OTLEY and Yeadon's MP has spoken of the 'huge challenges' facing the NHS.

The health service recently celebrated its 69th anniversary but Alex Sobel (Lab, Leeds North West) fears hard times lie ahead unless the Government changes course.

To mark the anniversary local Labour campaigners held an opinion poll in the centre of Otley on Saturday, July 9 about the current, one per cent annual pay rise cap for nurses.

They say the results showed 'overwhelming' support for the cap to be scrapped.

Mr Sobel said: "Health workers' pay will have been cut by 12 per cent over the decade.

"The Prime Minister wants a one per cent pay cap 'til 2020 and student bursaries for nurses have been scrapped, while the number of EU nurses coming here has fallen by 90 per cent since Brexit.

"Nurses, midwives and other health workers are leaving faster than they’re joining - the NHS is becoming dangerously stretched."

Labour campaigner Nigel Gill was one of those conducting the 'straw poll' in Otley.

He said: "The vote was overwhelmingly against the pay cap.

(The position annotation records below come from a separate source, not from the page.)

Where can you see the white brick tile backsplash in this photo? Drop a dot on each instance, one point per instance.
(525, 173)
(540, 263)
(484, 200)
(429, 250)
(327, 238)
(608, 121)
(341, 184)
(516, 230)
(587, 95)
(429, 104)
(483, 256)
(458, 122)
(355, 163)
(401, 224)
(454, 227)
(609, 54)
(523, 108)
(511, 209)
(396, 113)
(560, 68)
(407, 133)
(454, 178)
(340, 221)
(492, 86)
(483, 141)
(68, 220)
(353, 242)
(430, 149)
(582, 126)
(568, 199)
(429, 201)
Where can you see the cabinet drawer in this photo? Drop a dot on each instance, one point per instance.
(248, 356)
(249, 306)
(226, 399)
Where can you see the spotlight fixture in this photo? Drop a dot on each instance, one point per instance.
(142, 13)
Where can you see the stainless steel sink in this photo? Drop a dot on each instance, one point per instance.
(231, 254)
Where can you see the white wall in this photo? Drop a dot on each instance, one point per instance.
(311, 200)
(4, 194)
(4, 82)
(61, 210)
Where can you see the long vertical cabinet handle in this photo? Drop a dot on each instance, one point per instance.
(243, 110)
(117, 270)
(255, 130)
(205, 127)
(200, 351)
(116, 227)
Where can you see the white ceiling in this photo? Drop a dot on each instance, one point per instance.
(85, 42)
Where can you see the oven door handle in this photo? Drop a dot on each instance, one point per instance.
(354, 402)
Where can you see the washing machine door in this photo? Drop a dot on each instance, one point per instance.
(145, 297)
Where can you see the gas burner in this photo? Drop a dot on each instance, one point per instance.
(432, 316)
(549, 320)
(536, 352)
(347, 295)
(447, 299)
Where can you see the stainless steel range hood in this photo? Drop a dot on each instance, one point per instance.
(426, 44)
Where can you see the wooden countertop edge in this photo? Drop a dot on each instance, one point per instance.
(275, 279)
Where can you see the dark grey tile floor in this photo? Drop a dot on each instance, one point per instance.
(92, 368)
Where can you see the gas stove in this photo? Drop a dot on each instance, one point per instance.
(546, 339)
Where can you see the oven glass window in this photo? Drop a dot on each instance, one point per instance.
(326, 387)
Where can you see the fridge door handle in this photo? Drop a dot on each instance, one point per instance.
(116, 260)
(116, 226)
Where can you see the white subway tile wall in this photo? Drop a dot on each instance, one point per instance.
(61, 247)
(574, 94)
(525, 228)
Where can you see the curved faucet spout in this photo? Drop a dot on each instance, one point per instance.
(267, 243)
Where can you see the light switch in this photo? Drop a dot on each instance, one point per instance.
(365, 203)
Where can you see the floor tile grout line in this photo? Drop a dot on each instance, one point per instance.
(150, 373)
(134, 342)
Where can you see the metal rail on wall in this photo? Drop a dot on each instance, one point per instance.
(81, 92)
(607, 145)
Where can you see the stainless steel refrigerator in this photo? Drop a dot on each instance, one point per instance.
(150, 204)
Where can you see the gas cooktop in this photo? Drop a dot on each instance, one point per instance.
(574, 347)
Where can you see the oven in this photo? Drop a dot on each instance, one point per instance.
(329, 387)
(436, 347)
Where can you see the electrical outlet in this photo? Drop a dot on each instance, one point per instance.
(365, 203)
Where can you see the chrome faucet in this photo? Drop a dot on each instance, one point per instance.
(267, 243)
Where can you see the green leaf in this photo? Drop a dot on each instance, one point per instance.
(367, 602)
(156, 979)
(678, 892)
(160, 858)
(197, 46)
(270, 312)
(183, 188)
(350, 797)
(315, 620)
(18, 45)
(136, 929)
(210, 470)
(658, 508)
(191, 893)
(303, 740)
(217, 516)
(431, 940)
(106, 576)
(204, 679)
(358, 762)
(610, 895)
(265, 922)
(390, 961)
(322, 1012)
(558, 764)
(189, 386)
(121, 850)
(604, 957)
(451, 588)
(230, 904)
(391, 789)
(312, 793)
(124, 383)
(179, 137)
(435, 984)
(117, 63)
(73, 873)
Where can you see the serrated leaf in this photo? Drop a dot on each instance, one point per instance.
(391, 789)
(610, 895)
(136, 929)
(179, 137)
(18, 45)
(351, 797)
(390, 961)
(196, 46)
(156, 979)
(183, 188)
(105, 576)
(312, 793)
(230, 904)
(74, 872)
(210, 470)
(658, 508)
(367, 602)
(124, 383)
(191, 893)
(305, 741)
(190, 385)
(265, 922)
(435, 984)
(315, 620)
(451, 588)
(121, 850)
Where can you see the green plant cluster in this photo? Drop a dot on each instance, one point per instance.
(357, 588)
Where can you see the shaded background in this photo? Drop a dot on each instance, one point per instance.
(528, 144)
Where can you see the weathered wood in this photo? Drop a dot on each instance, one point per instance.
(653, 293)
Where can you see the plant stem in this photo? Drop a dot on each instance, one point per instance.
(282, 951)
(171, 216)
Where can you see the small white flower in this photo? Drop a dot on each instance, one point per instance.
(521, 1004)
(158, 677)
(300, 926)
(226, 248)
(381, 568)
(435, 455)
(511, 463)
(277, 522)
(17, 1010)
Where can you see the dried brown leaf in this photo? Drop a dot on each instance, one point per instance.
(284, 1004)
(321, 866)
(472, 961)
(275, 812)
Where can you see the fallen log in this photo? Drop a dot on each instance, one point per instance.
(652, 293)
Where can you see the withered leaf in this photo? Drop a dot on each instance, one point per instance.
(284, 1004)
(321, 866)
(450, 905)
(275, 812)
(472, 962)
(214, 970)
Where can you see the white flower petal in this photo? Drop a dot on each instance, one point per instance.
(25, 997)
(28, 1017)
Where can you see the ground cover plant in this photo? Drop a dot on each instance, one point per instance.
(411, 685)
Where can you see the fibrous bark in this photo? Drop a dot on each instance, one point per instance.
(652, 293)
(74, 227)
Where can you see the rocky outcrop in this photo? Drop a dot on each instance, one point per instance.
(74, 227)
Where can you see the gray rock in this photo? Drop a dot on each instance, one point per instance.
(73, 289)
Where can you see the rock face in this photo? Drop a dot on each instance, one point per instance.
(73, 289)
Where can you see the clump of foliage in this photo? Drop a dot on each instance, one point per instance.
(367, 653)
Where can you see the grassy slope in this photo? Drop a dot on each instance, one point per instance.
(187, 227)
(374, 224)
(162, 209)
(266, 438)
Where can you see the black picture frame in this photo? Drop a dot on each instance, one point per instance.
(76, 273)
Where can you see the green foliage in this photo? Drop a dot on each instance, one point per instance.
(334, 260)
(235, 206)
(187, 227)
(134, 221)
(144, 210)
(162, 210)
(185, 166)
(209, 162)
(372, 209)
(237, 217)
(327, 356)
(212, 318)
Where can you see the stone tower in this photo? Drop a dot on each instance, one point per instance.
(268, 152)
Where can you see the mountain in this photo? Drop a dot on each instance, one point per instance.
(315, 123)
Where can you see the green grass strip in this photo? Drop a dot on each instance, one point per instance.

"There is public anger that the Prime Minister can suddenly find £1.5 billion to buy the support of Democratic Unionist Party MPs but won't give nurses and other health workers a decent pay rise to run the NHS."

Mr Sobel, meanwhile, says it is important to realise how government spending over the past two decades has directly affected local services.

He points out that Labour increased NHS spending, while last in power, so that it reached 8.8 per cent of the country's GDP (Gross Domestic Product) by 2009.

He said: "Then under the 2010 Tory-Lib Dem Coalition NHS spending as a proportion of GDP declined again.

"We now spend less on health care than 12 other EU countries.

"Voters were promised '£350 million extra a week on NHS' if they voted for Brexit - that promise disappeared overnight.

"The NHS is also struggling with the crisis in social care funding. People who could go home or convalesce in residential care are stuck in hospital beds because local authority budgets to do assessments and arrange care packages have been cut to the bone by the Government."

Leeds Teaching Hospitals Trust opened two wards at Wharfedale Hospital - for older patients awaiting discharge - earlier this year in the face of winter pressure on its ‘acute’ beds.

The move was hailed by some but Mr Sobel believes it reflects the underlying problems.

He said: "These are not ‘new NHS beds.

"It’s good the Trust has found them for social care patients to relieve pressure on acute beds, and local patients and families do of course benefit, but these privately staffed wards are not so much a success as representative of a huge failure in government funding for social care."